AKP’nin sanata karşı yıkıcı eylem ve söylemlerinin örnekleri çoğaltılabilir. Fakat ben konuyu burada, 94 yıllık Cumhuriyet tarihimiz süresince“Müspet bilimlerin temellerine dayanan, güzel sanatları seven, fikir terbiyesinde olduğu kadar beden terbiyesinde kabiliyeti artmış ve yükselmiş olan erdemli, kudretli bir nesil yetiştirmek, ana siyasamızın açık dileğidir”[7] diyen Atatürk’ün Türkiye’sinden “dindar ve kindar nesiller yetiştirmek istiyoruz” diyen Erdoğan Türkiye’sine gelmiş olduğumuza vurgu yaparak noktalamak istiyorum.

Özellikle altını çizmek istediğim bir nokta da, bu gidişatı geri döndürmek için muhalefet partilerine, özellikle Atatürk’ün partisi olmakla övünen CHP’ye çok önemli görevler düştüğüdür. CHP, kültür ve sanatı bir politika meselesi olarak ciddiye almalı; AKP’nin icraatlarına karşı sistematik eleştirel söylemler üretmeli; iktidar olmayı beklemeden sanatçılar ve kültür profesyonelleriyle işbirliği içinde kendi alternatif kültür politikasını uygulamaya başlamalıdır.

[1]Katoğlu, M (2009). Cumhuriyet döneminde yüksek kültürün kamu hizmeti olarak kurumlaşması. Türkiye’de kültür politikalarına giriş.ss. 25-79. İstanbul Bilgi Üniversitesi Yayınları.

[2]Uluskan, S. B. (2010).Atatürk’ün sosyal ve kültür politikaları. Atatürk Araştırma Merkezi. Ankara.

[3]Şeker, K (2006). İnönü dönemi kültür hayatı (1938-1950). Doktora tezi.

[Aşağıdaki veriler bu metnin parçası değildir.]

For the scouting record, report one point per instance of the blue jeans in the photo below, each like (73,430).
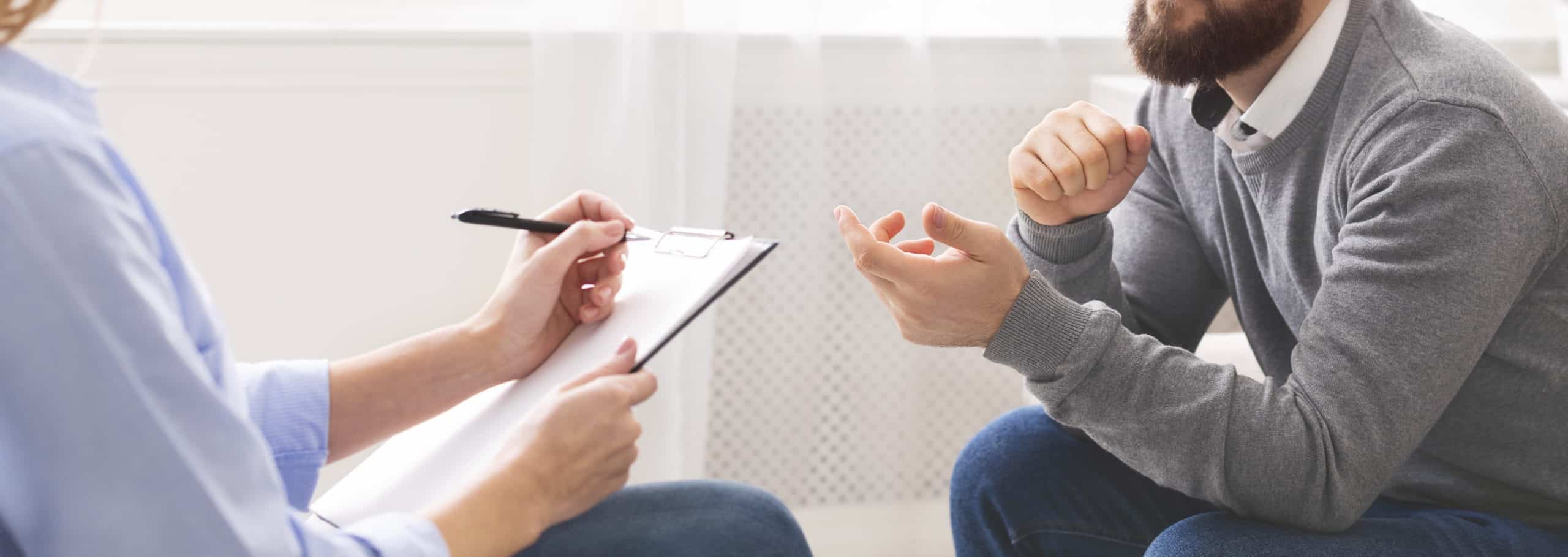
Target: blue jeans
(700,518)
(1028,485)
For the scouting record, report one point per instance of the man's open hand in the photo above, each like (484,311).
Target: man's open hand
(957,298)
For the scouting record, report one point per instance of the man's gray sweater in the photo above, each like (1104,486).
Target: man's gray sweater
(1396,258)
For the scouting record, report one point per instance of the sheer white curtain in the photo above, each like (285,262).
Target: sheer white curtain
(761,116)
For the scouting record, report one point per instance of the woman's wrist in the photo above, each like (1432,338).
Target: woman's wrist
(488,338)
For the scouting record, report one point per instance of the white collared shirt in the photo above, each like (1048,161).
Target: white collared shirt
(1289,88)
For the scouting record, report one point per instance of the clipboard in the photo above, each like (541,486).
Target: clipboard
(667,284)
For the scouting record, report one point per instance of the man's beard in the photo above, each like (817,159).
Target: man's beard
(1220,43)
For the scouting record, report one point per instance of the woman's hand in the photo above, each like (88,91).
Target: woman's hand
(571,451)
(556,283)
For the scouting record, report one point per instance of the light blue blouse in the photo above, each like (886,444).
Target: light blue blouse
(126,427)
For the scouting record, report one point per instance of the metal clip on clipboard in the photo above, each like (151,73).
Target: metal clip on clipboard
(690,242)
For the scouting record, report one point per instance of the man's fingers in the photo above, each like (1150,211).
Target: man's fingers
(922,247)
(1062,162)
(954,230)
(1031,175)
(579,241)
(620,363)
(587,206)
(871,256)
(889,227)
(1090,153)
(1139,146)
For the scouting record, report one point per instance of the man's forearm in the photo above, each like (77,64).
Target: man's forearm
(393,388)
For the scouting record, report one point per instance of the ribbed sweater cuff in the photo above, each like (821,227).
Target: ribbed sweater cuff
(1039,332)
(1063,244)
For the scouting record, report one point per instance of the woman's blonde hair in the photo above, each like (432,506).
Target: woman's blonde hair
(15,18)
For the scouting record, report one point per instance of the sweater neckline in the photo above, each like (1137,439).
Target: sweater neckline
(1319,105)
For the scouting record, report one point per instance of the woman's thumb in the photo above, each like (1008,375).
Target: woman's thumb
(620,363)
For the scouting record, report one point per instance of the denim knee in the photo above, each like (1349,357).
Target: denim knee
(1203,534)
(1021,446)
(752,518)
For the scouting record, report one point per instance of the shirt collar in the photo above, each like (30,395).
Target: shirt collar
(23,76)
(1288,90)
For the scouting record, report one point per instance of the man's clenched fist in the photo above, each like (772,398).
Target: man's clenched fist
(1074,164)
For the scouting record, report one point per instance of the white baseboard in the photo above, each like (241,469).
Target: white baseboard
(889,529)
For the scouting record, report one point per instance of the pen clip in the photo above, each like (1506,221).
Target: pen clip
(483,212)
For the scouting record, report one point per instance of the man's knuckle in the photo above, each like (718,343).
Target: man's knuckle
(1093,157)
(864,259)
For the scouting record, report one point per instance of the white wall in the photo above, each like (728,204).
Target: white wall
(968,18)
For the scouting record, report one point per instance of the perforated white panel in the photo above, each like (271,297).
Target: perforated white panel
(816,398)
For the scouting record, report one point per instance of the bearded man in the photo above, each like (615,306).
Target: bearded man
(1381,194)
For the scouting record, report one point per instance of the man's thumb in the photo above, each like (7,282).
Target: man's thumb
(957,231)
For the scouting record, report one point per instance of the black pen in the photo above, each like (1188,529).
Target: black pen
(494,217)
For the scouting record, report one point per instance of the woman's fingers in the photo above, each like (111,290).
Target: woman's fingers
(587,206)
(598,301)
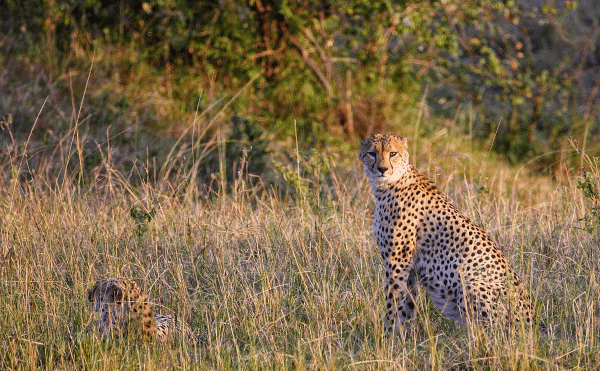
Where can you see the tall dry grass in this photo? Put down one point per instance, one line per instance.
(275, 277)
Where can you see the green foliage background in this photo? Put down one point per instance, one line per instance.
(519, 75)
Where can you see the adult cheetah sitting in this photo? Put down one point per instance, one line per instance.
(125, 308)
(423, 238)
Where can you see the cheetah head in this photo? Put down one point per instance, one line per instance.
(384, 158)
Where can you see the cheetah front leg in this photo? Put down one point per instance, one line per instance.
(400, 287)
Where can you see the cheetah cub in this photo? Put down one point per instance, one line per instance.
(124, 307)
(424, 239)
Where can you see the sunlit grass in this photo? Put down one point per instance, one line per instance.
(278, 270)
(280, 279)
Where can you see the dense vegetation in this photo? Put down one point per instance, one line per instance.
(521, 74)
(208, 150)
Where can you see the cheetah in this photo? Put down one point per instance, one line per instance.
(424, 239)
(124, 307)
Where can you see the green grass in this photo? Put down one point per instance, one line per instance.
(275, 269)
(280, 276)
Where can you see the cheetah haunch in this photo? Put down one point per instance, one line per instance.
(424, 239)
(125, 308)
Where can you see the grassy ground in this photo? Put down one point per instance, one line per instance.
(277, 277)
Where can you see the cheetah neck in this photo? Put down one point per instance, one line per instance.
(382, 187)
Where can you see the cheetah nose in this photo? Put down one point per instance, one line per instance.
(382, 169)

[4] Ada, S. (2009). Bir yeni kültür politikası için. Türkiye’de kültür politikalarına giriş. ss. 81-109. İstanbul Bilgi Üniversitesi Yayınları.

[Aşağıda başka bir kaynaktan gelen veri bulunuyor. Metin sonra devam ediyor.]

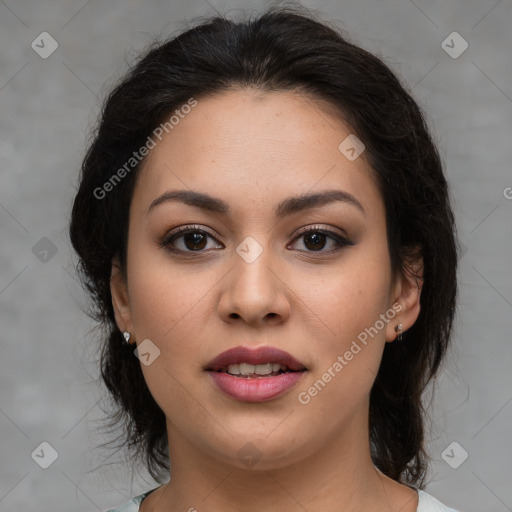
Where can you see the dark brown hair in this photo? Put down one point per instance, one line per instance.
(286, 48)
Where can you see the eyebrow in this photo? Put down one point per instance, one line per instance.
(289, 206)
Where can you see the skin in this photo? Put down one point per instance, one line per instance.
(253, 150)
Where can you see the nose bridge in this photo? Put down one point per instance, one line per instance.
(254, 290)
(252, 272)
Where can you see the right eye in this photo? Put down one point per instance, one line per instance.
(193, 239)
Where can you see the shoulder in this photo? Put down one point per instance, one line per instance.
(133, 505)
(427, 503)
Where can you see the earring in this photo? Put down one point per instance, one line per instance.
(126, 336)
(398, 329)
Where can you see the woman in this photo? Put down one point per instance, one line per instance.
(265, 229)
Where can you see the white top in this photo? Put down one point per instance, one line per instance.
(426, 503)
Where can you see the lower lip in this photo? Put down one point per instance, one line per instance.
(257, 389)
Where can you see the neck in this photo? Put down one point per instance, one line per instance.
(339, 476)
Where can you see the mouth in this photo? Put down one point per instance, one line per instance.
(261, 361)
(253, 371)
(255, 374)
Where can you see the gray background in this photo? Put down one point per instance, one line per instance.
(47, 369)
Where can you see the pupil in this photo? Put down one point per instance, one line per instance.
(317, 239)
(194, 239)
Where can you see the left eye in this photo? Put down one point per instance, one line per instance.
(195, 240)
(315, 239)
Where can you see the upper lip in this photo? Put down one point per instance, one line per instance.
(258, 355)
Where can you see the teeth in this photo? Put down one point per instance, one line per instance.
(258, 369)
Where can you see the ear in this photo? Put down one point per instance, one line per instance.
(120, 298)
(407, 292)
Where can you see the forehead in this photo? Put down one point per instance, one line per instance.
(251, 148)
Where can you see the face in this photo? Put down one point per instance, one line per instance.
(254, 268)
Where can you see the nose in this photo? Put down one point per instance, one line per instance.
(255, 292)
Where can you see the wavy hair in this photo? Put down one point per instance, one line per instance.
(283, 49)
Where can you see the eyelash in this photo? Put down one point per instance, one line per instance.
(340, 240)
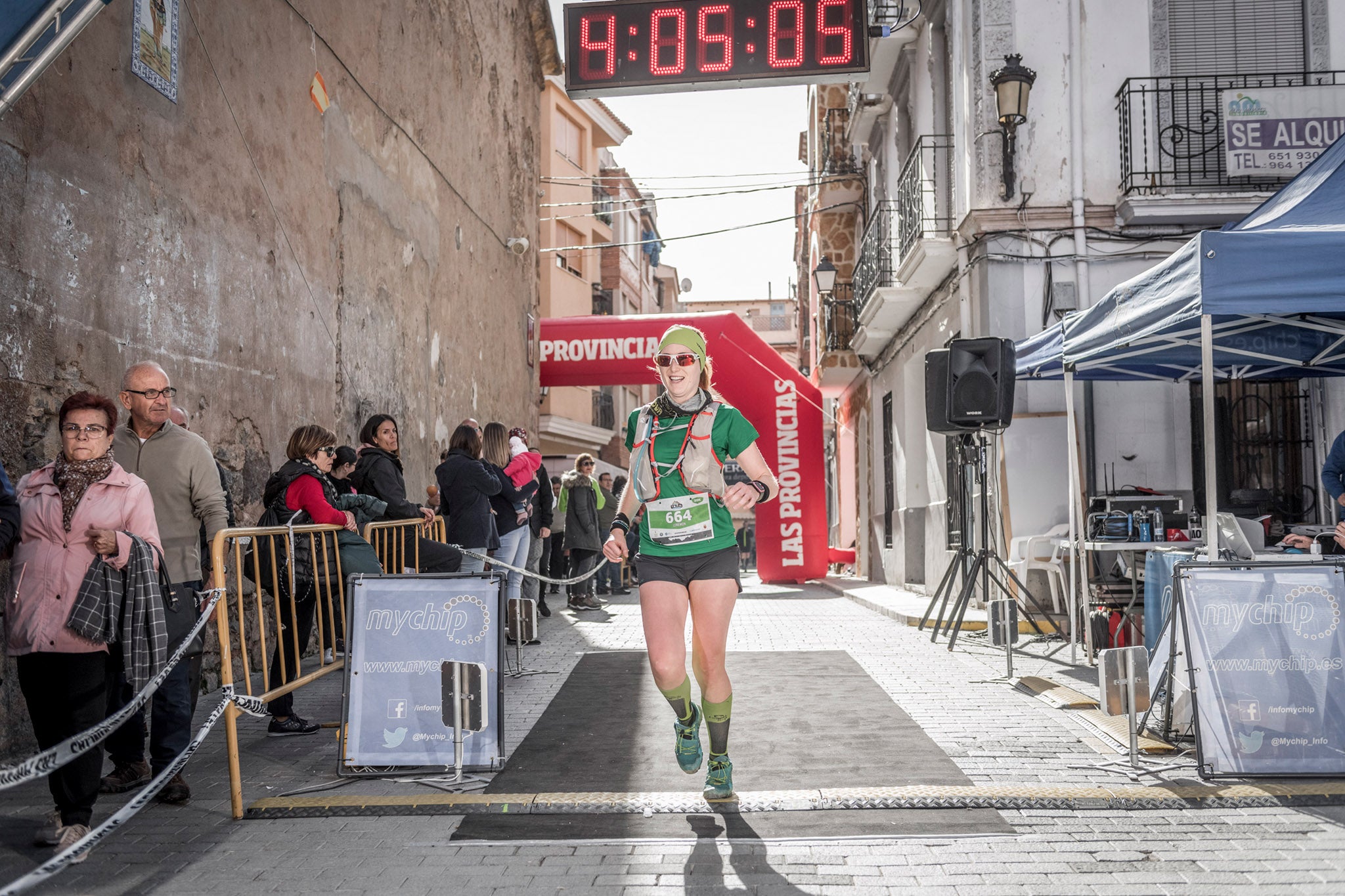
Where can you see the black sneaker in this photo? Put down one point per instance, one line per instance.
(175, 792)
(123, 778)
(290, 727)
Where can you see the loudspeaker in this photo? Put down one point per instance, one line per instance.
(937, 394)
(981, 381)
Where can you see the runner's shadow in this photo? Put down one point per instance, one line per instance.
(705, 865)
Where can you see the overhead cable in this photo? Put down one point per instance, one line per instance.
(709, 233)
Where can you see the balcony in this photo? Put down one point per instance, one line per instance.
(604, 412)
(602, 205)
(1172, 148)
(838, 319)
(602, 301)
(870, 97)
(837, 362)
(907, 249)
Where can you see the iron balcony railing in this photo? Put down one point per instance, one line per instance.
(604, 412)
(923, 209)
(838, 319)
(888, 12)
(1172, 131)
(770, 323)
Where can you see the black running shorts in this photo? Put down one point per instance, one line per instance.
(716, 565)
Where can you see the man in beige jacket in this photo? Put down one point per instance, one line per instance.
(185, 484)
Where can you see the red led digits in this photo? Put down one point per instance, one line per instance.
(834, 32)
(778, 35)
(707, 39)
(606, 46)
(658, 42)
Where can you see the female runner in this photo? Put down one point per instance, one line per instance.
(689, 555)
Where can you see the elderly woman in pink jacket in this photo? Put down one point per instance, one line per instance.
(78, 507)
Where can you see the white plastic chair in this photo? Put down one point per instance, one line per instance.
(1043, 553)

[5] T.C Başbakanlık Devlet Planlama Teşkilatı (1963). Kalkınma Planı (Birinci Beş Yıl) 1963-1967. s. 461

[6] Bkz. Şile’deki Ocaklı Ada kalesi, Fındıklı’daki Süheyl Bey Camii, Kaş’taki Antiphellos Antik Tiyatrosu vb.

[7] 4 Şubat 1935, Milletvekili Seçimi Dolayısıyla Millete Beyanname. Atatürk’ün Tamim, Telgraf ve Beyannameleri, C. IV, TTK, Ankara 1991, s. 641.